One month after voters narrowly rejected a peace accord between the government and Revolutionary Armed Forces of Colombia (FARC), business leaders, activists and conflict victims gathered at Bogotá’s Center for Memory, Peace and Reconciliation on Nov. 1 to launch the 16th World Summit of Nobel Peace Laureates, one of the most recognized peace-building meetings in the world.

The summit, which will be held from February 2 to 5, is expected to bring to Bogotá some 270 international media outlets, delegates from 150 international organizations and 20 Nobel Peace laureates, including Iranian social leader Shirin Ebadi and Yemeni activist Tawakkul Karman. It is the first time a Latin American city will host the event.

“The summit offers an opportunity to promote inclusive and participative dialogue that fosters the reflection needed to construct a reconciled society,” said Mónica de Greiff, president of Bogotá Chamber of Commerce, who campaigned for the city to host the event.

The announcement of the summit comes as Colombia’s peace process faces an uncertain future.
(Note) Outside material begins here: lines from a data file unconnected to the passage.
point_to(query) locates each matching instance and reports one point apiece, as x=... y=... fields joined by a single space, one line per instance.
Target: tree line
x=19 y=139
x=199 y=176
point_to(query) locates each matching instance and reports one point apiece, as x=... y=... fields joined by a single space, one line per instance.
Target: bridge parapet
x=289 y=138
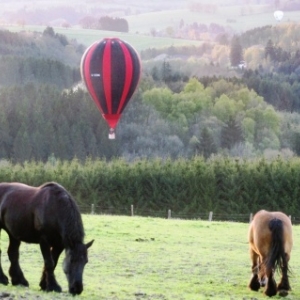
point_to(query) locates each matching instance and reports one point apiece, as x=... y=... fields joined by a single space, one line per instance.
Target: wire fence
x=169 y=214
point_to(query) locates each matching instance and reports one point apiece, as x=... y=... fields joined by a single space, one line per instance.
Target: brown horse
x=48 y=216
x=271 y=241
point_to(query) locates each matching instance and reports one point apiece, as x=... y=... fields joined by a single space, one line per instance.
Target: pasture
x=153 y=258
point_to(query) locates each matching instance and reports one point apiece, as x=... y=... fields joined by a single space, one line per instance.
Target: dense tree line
x=190 y=187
President Juan Manuel Santos has been scrambling to revive the four-year-long peace talks with the FARC after voters shot down a proposed peace deal with the country’s largest rebel group in a plebiscite.

Five days after the shocking results, Santos won the Nobel Peace Prize for his efforts to end the 52-war with the FARC.
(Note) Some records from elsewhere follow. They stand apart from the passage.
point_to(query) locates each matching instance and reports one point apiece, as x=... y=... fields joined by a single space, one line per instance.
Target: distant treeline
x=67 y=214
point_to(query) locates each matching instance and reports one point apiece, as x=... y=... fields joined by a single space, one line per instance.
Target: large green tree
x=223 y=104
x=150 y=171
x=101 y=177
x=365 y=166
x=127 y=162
“I invite everyone to join our strength, our minds and our hearts in this great national endeavor so that we can win the most important prize of all: peace in Colombia,” Santos said on October 7 during his first public appearance since winning the award.

Since then, peace talks with the National Liberation Army (ELN) have unraveled. On October 27, Santos postponed the talks until the group frees a politician that has been held hostage since April. The formal talks were slated to start on November 3.
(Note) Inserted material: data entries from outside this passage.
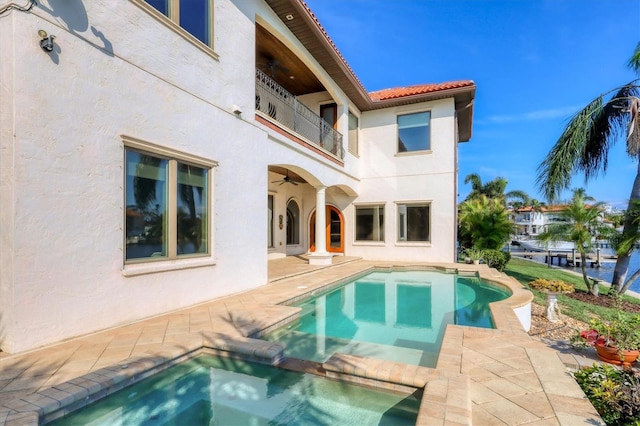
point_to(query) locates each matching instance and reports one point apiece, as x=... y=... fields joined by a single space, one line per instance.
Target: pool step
x=445 y=400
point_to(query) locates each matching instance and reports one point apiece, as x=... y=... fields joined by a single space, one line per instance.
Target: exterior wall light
x=46 y=41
Santos had previously suspended negotiations with the group in May after the high-profile kidnapping of Spanish journalist Salud Hernández-Mora. But he remains optimistic about reaching what he has called “a complete peace”— peace deals with both rebel groups.

For its part, Colombia will “receive enormous benefits” from hosting the summit, said Ekaterina Zagladina, the president of the Secretariat of the World Summit of Nobel Peace Laureates. The event is designed to promote world peace and includes forums and panel discussions.

“To be successful, the summit has to revolve around ordinary people, and not the other way around,” said Virgelina Chará, a displaced community leader from Cauca and founder of Asomujer y Trabajo, an organization that helps displaced families.

Inaugurated in 1999, the summit was created by the Gorbachev Foundation, a Moscow-based non-profit founded by former Soviet premier and Nobel Peace laureate Mikhail Gorbachev. Previous summits have featured the Dalai Lama, former U.S. president Jimmy Carter and South African Archbishop Desmond Tutu. The summit has been held in Rome, Paris, Berlin, Warsaw, Chicago and Hiroshima.

The armed conflict has killed 260,000 people and displaced seven million since the 1960s.

“Sixteen of every 100 Colombians are victims of the conflict,” said Paola Gaviria, Colombia’s presidential counsel on human rights. “What happened to the victims happened to all of us. It is part of our history.”